Balanced allocation: considerations from large scale service environments

We study d-way balanced allocation, which assigns each incoming job to the lightest loaded among d randomly chosen servers. While prior work has extensively studied the performance of the basic scheme, there has been less published work on adapting this technique to many aspects of large-scale systems. Based on our experience in building and running planet-scale cloud applications, we extend the understanding of d-way balanced allocation along the following dimensions: (i) Bursts: Events such as breaking news can produce bursts of requests that may temporarily exceed the servicing capacity of the system. Thus, we explore what happens during a burst and how long it takes for the system to recover from such bursts. (ii) Priorities: Production systems need to handle jobs with a mix of priorities (e.g., user facing requests may be high priority while other requests may be low priority). We extend d-way balanced allocation to handle multiple priorities. (iii) Noise: Production systems are often typically distributed and thus d-way balanced allocation must work with stale or incorrect information. Thus we explore the impact of noisy information and their interactions with bursts and priorities. We explore the above using both extensive simulations and analytical arguments. Specifically we show, (i) using simulations, that d-way balanced allocation quickly recovers from bursts and can gracefully handle priorities and noise; and (ii) that analysis of the underlying generative models complements our simulations and provides insight into our simulation results.

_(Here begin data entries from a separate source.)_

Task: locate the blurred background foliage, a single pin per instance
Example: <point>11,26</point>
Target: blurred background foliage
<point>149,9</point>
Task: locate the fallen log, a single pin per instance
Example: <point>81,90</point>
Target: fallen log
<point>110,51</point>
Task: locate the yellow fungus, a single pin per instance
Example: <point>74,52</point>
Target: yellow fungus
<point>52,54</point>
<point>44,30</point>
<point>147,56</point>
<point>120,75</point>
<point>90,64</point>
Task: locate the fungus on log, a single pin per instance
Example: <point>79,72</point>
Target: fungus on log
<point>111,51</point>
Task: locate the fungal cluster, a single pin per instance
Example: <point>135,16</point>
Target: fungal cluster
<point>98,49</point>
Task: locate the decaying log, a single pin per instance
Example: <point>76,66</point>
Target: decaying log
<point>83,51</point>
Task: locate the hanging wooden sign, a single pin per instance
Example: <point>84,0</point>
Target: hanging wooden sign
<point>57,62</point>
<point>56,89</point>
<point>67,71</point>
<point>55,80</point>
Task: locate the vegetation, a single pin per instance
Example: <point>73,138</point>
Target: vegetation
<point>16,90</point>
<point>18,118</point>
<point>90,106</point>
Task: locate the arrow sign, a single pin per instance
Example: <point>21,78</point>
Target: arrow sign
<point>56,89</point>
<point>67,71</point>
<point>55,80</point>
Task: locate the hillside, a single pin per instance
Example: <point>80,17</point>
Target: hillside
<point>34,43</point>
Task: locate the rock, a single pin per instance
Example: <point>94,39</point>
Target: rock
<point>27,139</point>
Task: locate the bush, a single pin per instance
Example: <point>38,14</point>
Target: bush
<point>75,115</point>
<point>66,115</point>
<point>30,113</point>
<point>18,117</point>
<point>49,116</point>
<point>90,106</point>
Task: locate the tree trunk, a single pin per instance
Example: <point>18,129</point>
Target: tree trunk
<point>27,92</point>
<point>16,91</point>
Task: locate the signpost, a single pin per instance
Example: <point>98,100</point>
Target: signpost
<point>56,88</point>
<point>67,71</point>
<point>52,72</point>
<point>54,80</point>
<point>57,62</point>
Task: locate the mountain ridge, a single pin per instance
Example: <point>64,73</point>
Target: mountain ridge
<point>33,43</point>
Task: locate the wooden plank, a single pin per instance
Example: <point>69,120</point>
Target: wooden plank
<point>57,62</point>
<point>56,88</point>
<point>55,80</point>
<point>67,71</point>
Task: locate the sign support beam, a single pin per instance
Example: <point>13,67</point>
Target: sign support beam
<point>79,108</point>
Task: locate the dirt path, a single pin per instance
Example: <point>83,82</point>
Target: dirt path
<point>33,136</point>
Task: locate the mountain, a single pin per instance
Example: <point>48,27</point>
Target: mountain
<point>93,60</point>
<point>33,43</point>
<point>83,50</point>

翻译：我们研究d路平衡分配算法，该算法将每个到达的任务分配给随机选择的d个服务器中负载最轻的服务器。尽管先前的研究已深入探讨了该基础方案的性能，但关于如何使该技术适应大规模系统多方面特性的已发表工作相对较少。基于我们在构建和运行全球级云应用方面的实践经验，我们从以下维度拓展对d路平衡分配的理解：（i）突发流量：诸如突发新闻等事件可能产生超过系统临时服务能力的请求洪峰。因此，我们探究突发流量期间系统的表现以及系统从此类突发中恢复所需的时间。（ii）优先级：生产系统需要处理混合优先级的任务（例如，面向用户的请求可能具有高优先级，而其他请求可能为低优先级）。我们扩展d路平衡分配算法以处理多优先级场景。（iii）噪声：生产系统通常具有分布式特性，因此d路平衡分配必须在信息陈旧或不准确的情况下正常工作。为此我们探究噪声信息的影响及其与突发流量和优先级的相互作用。我们通过大量仿真实验和理论分析对上述问题进行研究。具体而言我们证明：（i）通过仿真表明d路平衡分配能快速从突发流量中恢复，并能优雅处理优先级和噪声问题；（ii）对底层生成模型的理论分析补充了我们的仿真结果，并为仿真现象提供了理论洞见。